CSV to JSON conversion using NPM package 'csvtojson'

I’m part way through building a small JavaScript routine that imports data from a CSV file, and that then converts it into a JSON format using the NPM package ‘csvtojson’ (‘From CSV String’ section), before saving it out as a JSON file.

The code below works perfectly well in importing the CSV and saving it out into a file with a .JSON file extension, though at this point it’s actually still in a CSV format. What I’m scratching my head at, is understanding where the appropriate place in the code is to position the JSON conversion, and then how to integrate that into what already exists. Could someone give me a quick pointer?

const https = require('https');
const fs = require('fs');
const path = require('path');
const uuidv1 = require('uuid/v1');
const csvToJSON = require('csvtojson');

// Write function to fetch CSV writeFileSync
const downloadCSV = (url='https://prod-edxapp.edx-cdn.org/assets/courseware/v1/07d100219da1a726dad5eddb090fa215/asset-v1:Microsoft+DEV283x+2T2017+type@asset+block/customer-data.csv') => {
  console.log('Downloading CSV file at: ', url);

  const fetchFile = (urlF, callback) => {
    https.get(urlF, (response) => {
      let buff = '';

      response.on('data', (chunk) => {
        buff += chunk;
      })

      response.on('end', () => {
        // console.log('buff is typeof: ', typeof buff);
        // console.log('buff contains: ', buff);
        callback(null, buff);
      })
    }).on('error', (error) => {
      console.log(`An error has occurred: ${error.message}`);
      callback(error);
    })
  }

  const folderName = uuidv1();  // Create a unique string based on system timestamp

  fs.mkdirSync(folderName);     // Create folder name using unique string (folderName)

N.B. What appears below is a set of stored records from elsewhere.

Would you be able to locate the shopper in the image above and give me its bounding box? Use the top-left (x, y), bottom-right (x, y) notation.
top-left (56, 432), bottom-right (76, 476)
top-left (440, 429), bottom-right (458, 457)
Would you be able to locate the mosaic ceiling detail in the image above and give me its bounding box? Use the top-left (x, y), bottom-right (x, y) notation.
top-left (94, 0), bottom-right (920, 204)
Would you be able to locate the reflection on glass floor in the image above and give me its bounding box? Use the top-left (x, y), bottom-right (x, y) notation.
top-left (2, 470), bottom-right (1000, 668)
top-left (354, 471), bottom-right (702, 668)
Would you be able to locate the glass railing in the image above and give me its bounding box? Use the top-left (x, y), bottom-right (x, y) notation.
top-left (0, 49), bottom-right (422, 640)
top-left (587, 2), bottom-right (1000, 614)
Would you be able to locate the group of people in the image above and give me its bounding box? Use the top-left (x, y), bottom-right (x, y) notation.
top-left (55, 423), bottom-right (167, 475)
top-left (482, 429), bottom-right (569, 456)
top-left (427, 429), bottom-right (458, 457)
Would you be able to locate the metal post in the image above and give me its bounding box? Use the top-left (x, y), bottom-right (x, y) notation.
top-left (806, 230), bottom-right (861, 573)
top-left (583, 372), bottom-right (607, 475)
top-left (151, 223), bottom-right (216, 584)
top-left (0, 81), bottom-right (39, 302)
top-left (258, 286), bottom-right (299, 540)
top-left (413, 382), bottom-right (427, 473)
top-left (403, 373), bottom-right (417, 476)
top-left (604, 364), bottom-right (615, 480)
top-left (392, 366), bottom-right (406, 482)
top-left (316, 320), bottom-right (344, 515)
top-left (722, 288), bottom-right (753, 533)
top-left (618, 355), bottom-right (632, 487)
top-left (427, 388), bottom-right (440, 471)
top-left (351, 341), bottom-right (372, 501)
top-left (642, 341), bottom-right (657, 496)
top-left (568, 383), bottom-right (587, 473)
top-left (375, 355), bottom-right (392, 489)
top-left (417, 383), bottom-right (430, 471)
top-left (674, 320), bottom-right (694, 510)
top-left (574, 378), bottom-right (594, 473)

  fetchFile(url, (error, data) => {  // Call fetchFile functon
    if(error) {
      return console.log('An error occurred: ' + error);
    }

    fs.writeFileSync(path.join(__dirname, folderName, 'url.txt'), url); // Write URL downloaded out to url.txt
    fs.writeFileSync(path.join(__dirname, folderName, 'file.json'), data); // Write downloaded data out to file.json

    console.log('Your download is complete, and can be found in folder: ', folderName);
  })
}

downloadCSV(process.argv[2]);

Just a wild guess @chrisofarabia as I have never done this before with JS:

fs.writeFileSync(path.join(__dirname, folderName, 'url.txt'), url); // Write URL downloaded out to url.txt
// wouldn't it be here where you have to convert 'data' to JSON format before writing it into a file?
fs.writeFileSync(path.join(__dirname, folderName, 'file.json'), data); // Write downloaded data out to file.json

2 Likes

You might actually directly pass the response to csvToJSSON() as a stream, and then pipe it to an fs write stream:

const jsonFilePath = path.join(__dirname, folderName, 'file.json')
const writeStream = fs.createWriteStream(jsonFilePath)

https.get(url, res => {
  csvToJSON()
    .fromStream(res)
    .pipe(writableStream)
})

This way you don’t even need that temporary buffer. :-)

2 Likes

Hey Chris,

@m3g4p0p has already given you the best answer (pass the response to csvtojson as a stream), but if you’d like to stay closer to your original code, here’s an alternative.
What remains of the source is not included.